I have implemented it thanks to [serverless framework](https://www.serverless.com/).

But, the tensorflow model have to be converted in Tensorflow LITE to respect storage limit for AWS lambda function. [conversion](https://github.com/jeugregg/coronavirusModel/blob/master/ModelCovidTimeSeries-convert-publish-KR.ipynb)
For the conversion, LSTM neural network needs special format.
Have a look at this [tutorial](https://colab.research.google.com/github/tensorflow/tensorflow/blob/master/tensorflow/lite/examples/experimental_new_converter/Keras_LSTM_fusion_Codelab.ipynb).

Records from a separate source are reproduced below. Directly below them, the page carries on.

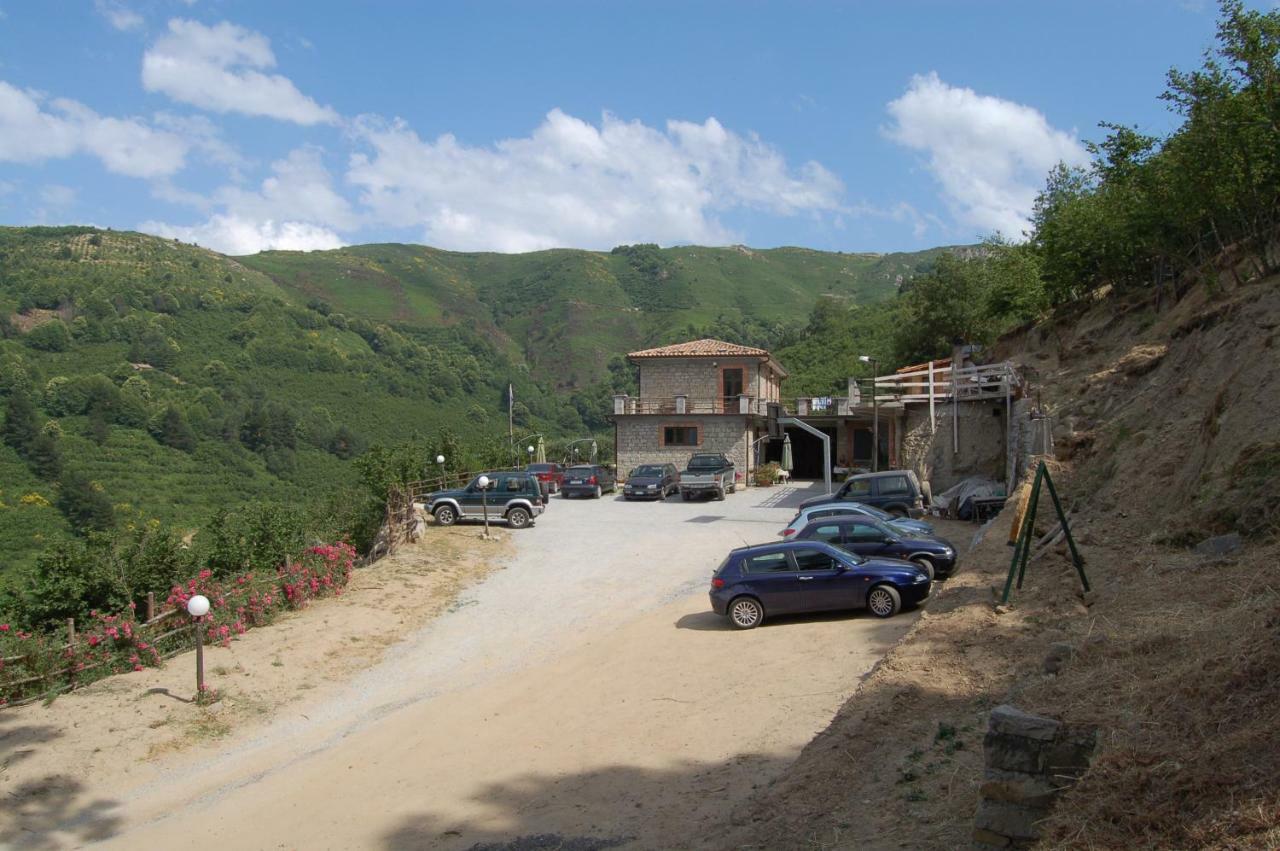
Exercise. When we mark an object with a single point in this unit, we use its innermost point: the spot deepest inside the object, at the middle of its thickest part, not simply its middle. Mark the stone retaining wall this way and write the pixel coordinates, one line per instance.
(1031, 759)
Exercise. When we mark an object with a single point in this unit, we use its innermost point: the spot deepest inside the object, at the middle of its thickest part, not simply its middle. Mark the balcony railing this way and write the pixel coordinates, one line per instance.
(676, 405)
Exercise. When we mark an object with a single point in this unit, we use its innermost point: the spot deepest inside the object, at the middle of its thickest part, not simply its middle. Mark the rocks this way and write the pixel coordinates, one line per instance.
(1029, 760)
(1220, 545)
(1010, 721)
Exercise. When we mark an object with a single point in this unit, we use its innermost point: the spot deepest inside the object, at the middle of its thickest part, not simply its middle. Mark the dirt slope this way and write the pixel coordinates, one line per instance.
(1168, 433)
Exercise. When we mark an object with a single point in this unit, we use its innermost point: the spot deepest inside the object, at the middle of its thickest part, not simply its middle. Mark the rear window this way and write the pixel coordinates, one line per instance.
(895, 486)
(858, 488)
(766, 563)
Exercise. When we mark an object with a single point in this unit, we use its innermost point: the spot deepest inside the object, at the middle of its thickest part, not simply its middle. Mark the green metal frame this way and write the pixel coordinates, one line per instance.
(1023, 548)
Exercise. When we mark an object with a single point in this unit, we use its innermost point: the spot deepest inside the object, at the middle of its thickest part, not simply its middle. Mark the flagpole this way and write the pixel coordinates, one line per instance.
(511, 421)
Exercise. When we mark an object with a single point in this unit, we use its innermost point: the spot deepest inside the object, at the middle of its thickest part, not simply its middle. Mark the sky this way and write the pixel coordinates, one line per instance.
(247, 126)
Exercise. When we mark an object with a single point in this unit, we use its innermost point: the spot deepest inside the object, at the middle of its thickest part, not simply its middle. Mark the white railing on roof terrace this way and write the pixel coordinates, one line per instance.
(944, 383)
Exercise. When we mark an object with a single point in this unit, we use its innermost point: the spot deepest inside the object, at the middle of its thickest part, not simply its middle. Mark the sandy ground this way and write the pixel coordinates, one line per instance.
(583, 691)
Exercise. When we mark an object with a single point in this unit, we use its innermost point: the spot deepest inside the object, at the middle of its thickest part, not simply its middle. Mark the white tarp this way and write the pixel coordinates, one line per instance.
(954, 502)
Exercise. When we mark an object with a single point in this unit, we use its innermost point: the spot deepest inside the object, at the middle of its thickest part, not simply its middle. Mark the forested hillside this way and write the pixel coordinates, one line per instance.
(146, 379)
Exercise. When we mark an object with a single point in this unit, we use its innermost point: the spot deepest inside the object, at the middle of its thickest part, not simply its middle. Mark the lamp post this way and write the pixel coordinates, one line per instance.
(197, 608)
(483, 481)
(868, 358)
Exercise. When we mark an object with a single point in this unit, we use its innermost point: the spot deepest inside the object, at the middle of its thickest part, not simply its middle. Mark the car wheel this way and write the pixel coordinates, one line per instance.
(745, 613)
(883, 600)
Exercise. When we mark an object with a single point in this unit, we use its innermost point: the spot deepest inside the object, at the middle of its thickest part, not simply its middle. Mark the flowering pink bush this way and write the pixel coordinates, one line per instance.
(32, 664)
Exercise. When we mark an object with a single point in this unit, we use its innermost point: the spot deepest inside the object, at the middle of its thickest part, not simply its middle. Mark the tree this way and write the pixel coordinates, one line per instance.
(174, 431)
(83, 503)
(50, 337)
(21, 425)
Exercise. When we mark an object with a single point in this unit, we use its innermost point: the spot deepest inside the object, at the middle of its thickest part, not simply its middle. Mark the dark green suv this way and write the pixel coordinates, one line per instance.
(511, 497)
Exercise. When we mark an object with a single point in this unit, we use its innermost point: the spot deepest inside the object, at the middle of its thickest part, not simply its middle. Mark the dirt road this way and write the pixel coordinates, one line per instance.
(583, 691)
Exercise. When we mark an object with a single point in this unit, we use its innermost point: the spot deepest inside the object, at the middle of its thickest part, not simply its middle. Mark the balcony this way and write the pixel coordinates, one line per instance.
(682, 405)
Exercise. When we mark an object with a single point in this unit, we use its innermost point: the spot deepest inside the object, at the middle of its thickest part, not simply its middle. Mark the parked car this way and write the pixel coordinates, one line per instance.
(708, 474)
(873, 539)
(588, 480)
(905, 525)
(896, 492)
(758, 582)
(515, 498)
(551, 475)
(652, 481)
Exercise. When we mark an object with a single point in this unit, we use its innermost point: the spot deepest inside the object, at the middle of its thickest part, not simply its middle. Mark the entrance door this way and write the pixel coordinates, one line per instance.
(731, 388)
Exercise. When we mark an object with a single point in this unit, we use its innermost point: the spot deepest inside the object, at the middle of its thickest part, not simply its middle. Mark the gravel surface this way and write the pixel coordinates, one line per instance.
(606, 714)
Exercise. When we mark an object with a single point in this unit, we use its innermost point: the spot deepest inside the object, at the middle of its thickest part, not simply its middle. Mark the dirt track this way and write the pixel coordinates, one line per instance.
(583, 691)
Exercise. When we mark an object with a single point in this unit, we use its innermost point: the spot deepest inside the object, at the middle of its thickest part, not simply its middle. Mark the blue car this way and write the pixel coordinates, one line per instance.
(755, 582)
(872, 539)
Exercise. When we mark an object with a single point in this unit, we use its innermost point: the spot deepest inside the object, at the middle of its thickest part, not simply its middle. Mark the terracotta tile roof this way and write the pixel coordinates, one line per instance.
(702, 348)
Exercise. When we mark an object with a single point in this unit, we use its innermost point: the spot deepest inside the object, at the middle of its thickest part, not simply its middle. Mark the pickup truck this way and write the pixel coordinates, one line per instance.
(707, 474)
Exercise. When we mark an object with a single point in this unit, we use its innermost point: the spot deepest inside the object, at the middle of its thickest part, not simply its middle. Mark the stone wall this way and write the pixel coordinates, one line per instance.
(640, 439)
(1031, 759)
(983, 451)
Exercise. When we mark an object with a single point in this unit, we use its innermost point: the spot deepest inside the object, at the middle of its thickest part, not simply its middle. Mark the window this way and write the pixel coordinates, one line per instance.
(858, 488)
(680, 435)
(830, 534)
(767, 563)
(863, 534)
(895, 486)
(814, 559)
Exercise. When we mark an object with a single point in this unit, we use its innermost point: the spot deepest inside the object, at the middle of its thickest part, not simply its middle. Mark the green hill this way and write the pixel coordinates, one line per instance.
(163, 380)
(566, 312)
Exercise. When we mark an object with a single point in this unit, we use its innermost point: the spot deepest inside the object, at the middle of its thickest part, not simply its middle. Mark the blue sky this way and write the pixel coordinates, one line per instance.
(521, 126)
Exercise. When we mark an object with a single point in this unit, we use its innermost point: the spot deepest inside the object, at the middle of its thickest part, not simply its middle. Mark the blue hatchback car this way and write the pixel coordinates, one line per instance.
(755, 582)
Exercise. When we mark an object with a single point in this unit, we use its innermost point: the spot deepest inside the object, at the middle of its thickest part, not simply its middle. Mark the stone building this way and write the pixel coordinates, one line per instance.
(711, 396)
(704, 396)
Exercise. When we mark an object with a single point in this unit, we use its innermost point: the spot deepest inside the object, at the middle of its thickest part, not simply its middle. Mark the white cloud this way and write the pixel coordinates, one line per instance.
(571, 183)
(297, 209)
(990, 155)
(30, 133)
(220, 68)
(118, 14)
(233, 234)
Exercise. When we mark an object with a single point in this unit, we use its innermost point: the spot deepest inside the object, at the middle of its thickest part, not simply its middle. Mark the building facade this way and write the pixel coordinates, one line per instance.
(704, 396)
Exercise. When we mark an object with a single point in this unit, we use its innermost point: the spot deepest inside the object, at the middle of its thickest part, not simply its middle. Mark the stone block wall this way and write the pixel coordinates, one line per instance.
(983, 451)
(1031, 759)
(640, 439)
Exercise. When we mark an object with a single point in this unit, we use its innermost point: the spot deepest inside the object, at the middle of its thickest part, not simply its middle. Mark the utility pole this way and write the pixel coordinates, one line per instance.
(867, 358)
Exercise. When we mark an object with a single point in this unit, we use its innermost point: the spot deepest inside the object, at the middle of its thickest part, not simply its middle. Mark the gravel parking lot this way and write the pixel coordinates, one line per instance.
(583, 694)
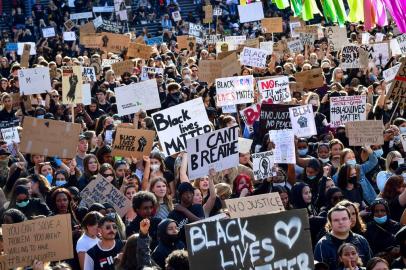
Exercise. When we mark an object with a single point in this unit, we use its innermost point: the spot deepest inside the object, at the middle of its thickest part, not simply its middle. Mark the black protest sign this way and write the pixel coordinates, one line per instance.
(133, 142)
(272, 241)
(274, 117)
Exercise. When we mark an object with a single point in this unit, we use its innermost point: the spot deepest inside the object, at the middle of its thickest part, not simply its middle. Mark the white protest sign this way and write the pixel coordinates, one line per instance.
(251, 12)
(253, 57)
(69, 36)
(284, 151)
(302, 118)
(390, 73)
(267, 46)
(20, 48)
(234, 90)
(275, 90)
(347, 109)
(133, 97)
(179, 123)
(262, 164)
(48, 32)
(145, 70)
(10, 135)
(216, 150)
(292, 26)
(402, 43)
(86, 94)
(34, 80)
(295, 46)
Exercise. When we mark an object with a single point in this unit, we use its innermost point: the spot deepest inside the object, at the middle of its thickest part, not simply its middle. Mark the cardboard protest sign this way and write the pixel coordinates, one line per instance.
(10, 135)
(347, 109)
(350, 57)
(284, 151)
(397, 91)
(295, 46)
(369, 132)
(25, 57)
(102, 191)
(49, 137)
(178, 123)
(302, 118)
(123, 66)
(262, 164)
(88, 74)
(133, 97)
(254, 205)
(216, 150)
(310, 79)
(402, 43)
(274, 117)
(251, 114)
(44, 239)
(251, 12)
(272, 25)
(234, 90)
(336, 36)
(276, 238)
(137, 50)
(275, 90)
(72, 85)
(34, 80)
(133, 142)
(253, 57)
(48, 32)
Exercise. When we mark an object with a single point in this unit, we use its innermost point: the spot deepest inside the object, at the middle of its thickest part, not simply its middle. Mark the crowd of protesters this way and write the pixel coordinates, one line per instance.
(355, 197)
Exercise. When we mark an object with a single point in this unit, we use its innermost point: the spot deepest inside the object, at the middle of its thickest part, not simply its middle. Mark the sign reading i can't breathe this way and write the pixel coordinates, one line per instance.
(178, 123)
(272, 241)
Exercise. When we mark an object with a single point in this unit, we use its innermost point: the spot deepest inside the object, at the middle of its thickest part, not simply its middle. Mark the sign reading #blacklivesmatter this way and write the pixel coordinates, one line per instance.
(133, 142)
(178, 123)
(270, 241)
(43, 239)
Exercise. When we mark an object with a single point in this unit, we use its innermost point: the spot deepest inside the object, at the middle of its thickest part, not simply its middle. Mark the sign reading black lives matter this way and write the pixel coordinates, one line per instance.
(272, 241)
(177, 124)
(216, 150)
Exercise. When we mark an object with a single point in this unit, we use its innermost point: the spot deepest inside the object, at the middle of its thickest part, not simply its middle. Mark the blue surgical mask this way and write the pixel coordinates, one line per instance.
(49, 178)
(302, 152)
(59, 183)
(23, 203)
(351, 162)
(378, 152)
(381, 220)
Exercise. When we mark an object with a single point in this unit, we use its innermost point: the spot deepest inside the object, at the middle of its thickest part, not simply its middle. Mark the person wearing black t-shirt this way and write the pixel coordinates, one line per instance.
(101, 256)
(186, 212)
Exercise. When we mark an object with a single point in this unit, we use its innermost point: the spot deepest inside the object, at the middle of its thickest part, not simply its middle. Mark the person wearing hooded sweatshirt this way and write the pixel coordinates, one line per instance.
(168, 236)
(381, 230)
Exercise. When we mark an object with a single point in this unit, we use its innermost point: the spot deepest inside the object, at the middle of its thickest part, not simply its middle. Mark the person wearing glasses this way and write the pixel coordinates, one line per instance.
(103, 254)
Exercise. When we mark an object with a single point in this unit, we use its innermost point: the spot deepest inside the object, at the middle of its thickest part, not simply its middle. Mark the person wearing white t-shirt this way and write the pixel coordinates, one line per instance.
(89, 238)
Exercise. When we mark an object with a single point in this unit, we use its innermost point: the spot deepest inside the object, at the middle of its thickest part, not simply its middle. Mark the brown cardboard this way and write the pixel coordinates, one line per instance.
(49, 137)
(121, 67)
(272, 25)
(244, 207)
(102, 191)
(186, 42)
(25, 57)
(133, 142)
(44, 239)
(137, 50)
(368, 132)
(310, 79)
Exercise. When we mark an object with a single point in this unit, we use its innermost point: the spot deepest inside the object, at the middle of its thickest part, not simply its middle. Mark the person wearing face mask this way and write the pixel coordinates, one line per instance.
(168, 235)
(382, 229)
(31, 207)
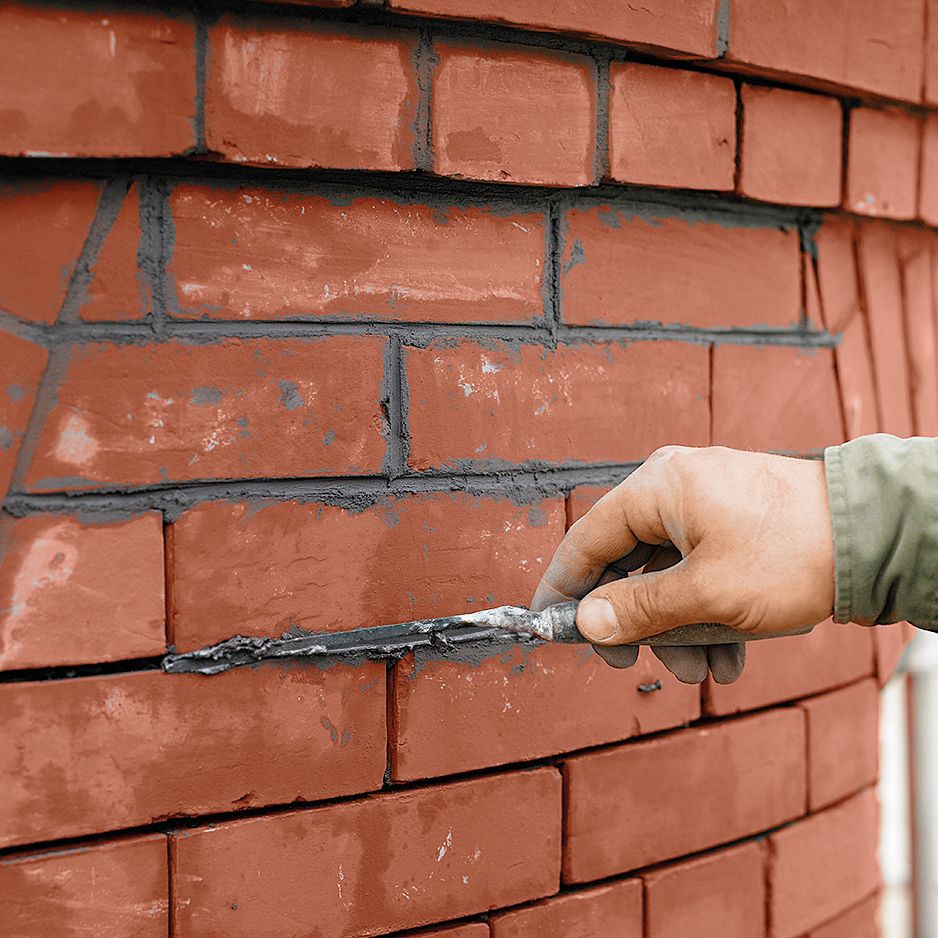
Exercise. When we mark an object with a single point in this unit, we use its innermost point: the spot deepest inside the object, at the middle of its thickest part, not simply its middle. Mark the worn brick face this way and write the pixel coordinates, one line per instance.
(620, 267)
(79, 82)
(255, 568)
(74, 593)
(282, 93)
(488, 117)
(669, 127)
(267, 254)
(101, 753)
(471, 402)
(452, 716)
(139, 415)
(402, 859)
(109, 888)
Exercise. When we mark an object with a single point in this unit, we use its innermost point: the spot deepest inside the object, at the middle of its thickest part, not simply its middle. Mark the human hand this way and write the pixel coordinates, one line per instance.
(754, 532)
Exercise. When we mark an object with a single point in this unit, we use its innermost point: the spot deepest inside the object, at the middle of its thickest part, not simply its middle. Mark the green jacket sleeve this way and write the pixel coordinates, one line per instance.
(883, 495)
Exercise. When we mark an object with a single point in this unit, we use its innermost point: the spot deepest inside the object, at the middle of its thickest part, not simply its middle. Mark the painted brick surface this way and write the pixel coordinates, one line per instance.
(281, 93)
(688, 26)
(43, 226)
(74, 593)
(488, 115)
(261, 568)
(269, 254)
(882, 163)
(822, 865)
(620, 267)
(787, 668)
(671, 128)
(722, 893)
(471, 402)
(614, 909)
(114, 751)
(843, 742)
(791, 147)
(790, 401)
(451, 716)
(138, 415)
(109, 888)
(410, 858)
(871, 48)
(80, 82)
(734, 778)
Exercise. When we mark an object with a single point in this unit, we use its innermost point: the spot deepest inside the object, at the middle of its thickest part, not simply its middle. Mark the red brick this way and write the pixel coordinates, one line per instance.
(917, 295)
(843, 742)
(117, 887)
(262, 569)
(263, 254)
(668, 127)
(775, 398)
(581, 499)
(722, 893)
(630, 807)
(866, 45)
(84, 83)
(862, 921)
(140, 415)
(791, 147)
(612, 910)
(118, 290)
(889, 643)
(283, 93)
(454, 716)
(882, 290)
(618, 268)
(22, 364)
(73, 593)
(882, 163)
(782, 669)
(523, 403)
(43, 226)
(374, 866)
(687, 26)
(822, 865)
(99, 753)
(490, 115)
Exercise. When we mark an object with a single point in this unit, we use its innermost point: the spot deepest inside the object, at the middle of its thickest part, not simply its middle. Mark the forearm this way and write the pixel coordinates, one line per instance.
(883, 495)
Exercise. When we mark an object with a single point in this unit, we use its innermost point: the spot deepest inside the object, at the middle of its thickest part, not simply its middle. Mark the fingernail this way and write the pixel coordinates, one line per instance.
(596, 619)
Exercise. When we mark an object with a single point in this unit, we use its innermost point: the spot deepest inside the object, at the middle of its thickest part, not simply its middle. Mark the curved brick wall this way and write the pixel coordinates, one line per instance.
(276, 352)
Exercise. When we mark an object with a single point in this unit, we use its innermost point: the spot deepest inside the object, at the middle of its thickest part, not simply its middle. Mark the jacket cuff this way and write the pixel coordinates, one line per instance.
(883, 495)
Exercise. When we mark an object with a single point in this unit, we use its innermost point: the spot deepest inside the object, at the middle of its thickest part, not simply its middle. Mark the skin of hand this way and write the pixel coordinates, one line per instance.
(754, 536)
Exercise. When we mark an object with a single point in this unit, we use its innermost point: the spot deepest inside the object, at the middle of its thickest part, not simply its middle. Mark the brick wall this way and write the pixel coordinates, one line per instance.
(330, 315)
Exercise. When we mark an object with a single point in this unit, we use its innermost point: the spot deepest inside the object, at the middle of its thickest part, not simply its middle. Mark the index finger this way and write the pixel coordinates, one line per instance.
(612, 528)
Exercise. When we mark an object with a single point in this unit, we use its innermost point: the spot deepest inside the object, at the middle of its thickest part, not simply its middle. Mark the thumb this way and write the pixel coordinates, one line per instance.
(633, 608)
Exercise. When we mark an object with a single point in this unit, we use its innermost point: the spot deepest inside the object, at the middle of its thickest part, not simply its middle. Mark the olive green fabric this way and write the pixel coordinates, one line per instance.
(884, 504)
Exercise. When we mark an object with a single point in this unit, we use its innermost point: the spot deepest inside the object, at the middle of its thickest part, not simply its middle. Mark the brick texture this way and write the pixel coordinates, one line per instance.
(234, 409)
(669, 127)
(99, 753)
(109, 888)
(453, 716)
(408, 858)
(264, 569)
(267, 254)
(620, 267)
(734, 778)
(73, 593)
(822, 865)
(83, 83)
(279, 93)
(471, 402)
(489, 108)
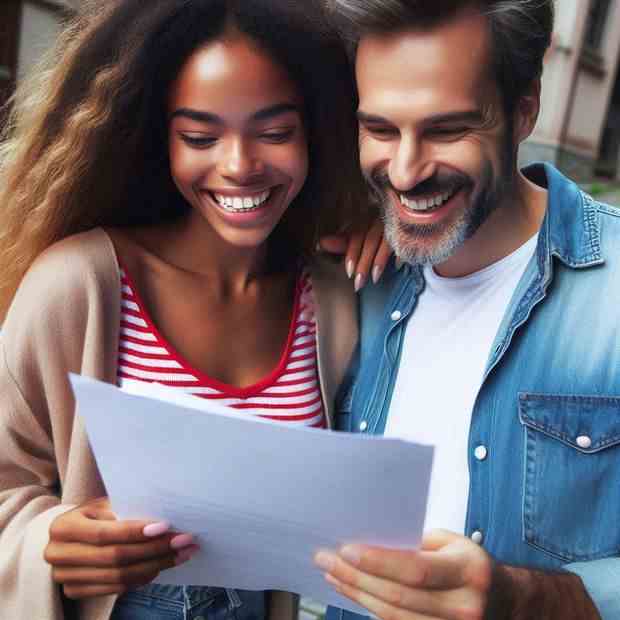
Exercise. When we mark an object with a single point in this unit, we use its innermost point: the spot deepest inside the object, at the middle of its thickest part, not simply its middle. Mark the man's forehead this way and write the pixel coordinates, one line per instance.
(460, 44)
(414, 67)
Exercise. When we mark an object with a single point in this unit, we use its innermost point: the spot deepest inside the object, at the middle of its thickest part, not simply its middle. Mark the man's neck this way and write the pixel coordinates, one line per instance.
(509, 226)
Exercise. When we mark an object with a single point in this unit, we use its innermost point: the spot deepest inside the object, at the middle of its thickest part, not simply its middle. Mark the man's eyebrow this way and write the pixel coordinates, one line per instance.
(262, 115)
(371, 118)
(466, 116)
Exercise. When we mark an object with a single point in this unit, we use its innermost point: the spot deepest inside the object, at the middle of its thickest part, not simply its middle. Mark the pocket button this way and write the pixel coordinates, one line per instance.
(481, 453)
(583, 441)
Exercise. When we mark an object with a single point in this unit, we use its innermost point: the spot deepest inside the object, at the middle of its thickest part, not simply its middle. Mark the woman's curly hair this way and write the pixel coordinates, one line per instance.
(85, 142)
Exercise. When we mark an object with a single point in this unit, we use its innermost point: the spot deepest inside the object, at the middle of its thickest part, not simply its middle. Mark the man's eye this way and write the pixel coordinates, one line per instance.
(277, 137)
(200, 142)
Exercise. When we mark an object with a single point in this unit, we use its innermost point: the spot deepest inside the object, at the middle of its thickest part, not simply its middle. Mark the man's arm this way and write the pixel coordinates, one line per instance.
(452, 578)
(521, 594)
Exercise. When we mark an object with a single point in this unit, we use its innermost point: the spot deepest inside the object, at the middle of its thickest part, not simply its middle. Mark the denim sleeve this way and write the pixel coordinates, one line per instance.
(601, 579)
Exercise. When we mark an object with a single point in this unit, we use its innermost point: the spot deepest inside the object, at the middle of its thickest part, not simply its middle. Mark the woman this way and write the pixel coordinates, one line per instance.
(163, 185)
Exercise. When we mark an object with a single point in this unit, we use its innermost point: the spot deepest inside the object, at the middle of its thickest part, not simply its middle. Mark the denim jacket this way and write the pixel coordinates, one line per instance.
(547, 494)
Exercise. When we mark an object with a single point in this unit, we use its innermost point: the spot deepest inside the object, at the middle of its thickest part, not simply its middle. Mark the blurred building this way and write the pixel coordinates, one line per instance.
(27, 28)
(579, 125)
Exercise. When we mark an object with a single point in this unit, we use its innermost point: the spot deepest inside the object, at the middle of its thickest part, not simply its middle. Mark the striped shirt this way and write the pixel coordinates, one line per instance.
(291, 393)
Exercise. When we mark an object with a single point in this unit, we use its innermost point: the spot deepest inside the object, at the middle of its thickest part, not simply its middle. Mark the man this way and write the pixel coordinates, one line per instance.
(498, 340)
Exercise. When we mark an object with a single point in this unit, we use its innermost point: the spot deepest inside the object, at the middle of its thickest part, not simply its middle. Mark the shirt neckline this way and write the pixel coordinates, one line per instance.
(206, 380)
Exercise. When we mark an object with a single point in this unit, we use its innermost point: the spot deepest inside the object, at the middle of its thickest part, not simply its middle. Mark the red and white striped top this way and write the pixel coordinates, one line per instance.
(291, 393)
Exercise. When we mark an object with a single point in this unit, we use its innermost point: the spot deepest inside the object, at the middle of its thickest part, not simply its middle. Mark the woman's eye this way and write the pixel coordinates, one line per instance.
(278, 137)
(200, 142)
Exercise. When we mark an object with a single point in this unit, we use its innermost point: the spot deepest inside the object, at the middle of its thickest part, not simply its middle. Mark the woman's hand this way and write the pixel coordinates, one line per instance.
(366, 252)
(94, 554)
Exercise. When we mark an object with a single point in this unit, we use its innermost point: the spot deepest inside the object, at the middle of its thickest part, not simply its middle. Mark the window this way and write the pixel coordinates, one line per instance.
(597, 20)
(10, 14)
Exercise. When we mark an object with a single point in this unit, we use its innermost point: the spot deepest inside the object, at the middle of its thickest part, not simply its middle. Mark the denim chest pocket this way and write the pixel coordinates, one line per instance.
(571, 498)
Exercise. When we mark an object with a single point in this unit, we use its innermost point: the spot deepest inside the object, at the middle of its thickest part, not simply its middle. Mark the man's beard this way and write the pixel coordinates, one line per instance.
(432, 244)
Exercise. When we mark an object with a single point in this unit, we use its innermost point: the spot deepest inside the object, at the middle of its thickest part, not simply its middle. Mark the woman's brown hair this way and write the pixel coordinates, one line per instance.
(85, 144)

And Tensorflow lite library is pre-compiled before packaging it in lambda function.
If you are interested, look at this [very good tutorial](https://github.com/edeltech/tensorflow-lite-on-aws-lambda).

DATA Sources :
- Tested / Confirmed cases: https://www.data.gouv.fr/fr/datasets/donnees-relatives-aux-resultats-des-tests-virologiques-covid-19
- Meteo France : https://public.opendatasoft.com/explore/dataset/donnees-synop-essentielles-omm
- Tested / Confirmed cases KR: https://www.data.go.kr/tcs/dss/selectApiDataDetailView.do?publicDataPk=15043376
- Confirmed cases by age KR: https://www.data.go.kr/tcs/dss/selectApiDataDetailView.do?publicDataPk=15043377
- Confirmed cases by area KR: https://www.data.go.kr/tcs/dss/selectApiDataDetailView.do?publicDataPk=15043378
- Meteo South Korea (Seoul, Deagu, Busan): https://www.visualcrossing.com/weather-data
- Geoson Map South Korea: https://github.com/southkorea/southkorea-maps

**3) Deep Learning for read Table in HTML : [readTableWithBERT.ipynb](https://github.com/jeugregg/coronavirusModel/blob/master/readTableWithBERT.ipynb)**
Additional file : [read Table into HTML BERT model resume training.ipynb](https://github.com/jeugregg/coronavirusModel/blob/master/read%20Table%20into%20HTML%20BERT%20model%20resume%20training.ipynb)
I stop this project because I just tried transfert learning from a BERT style model : distilbert and I had bad results.

I prefer adapting scrapy classical method every times table format changed (KCDC table COVID-19 reports).

I used this github to train the model : [simpletransformers](https://github.com/ThilinaRajapakse/simpletransformers)

I think it is not the good model to do that.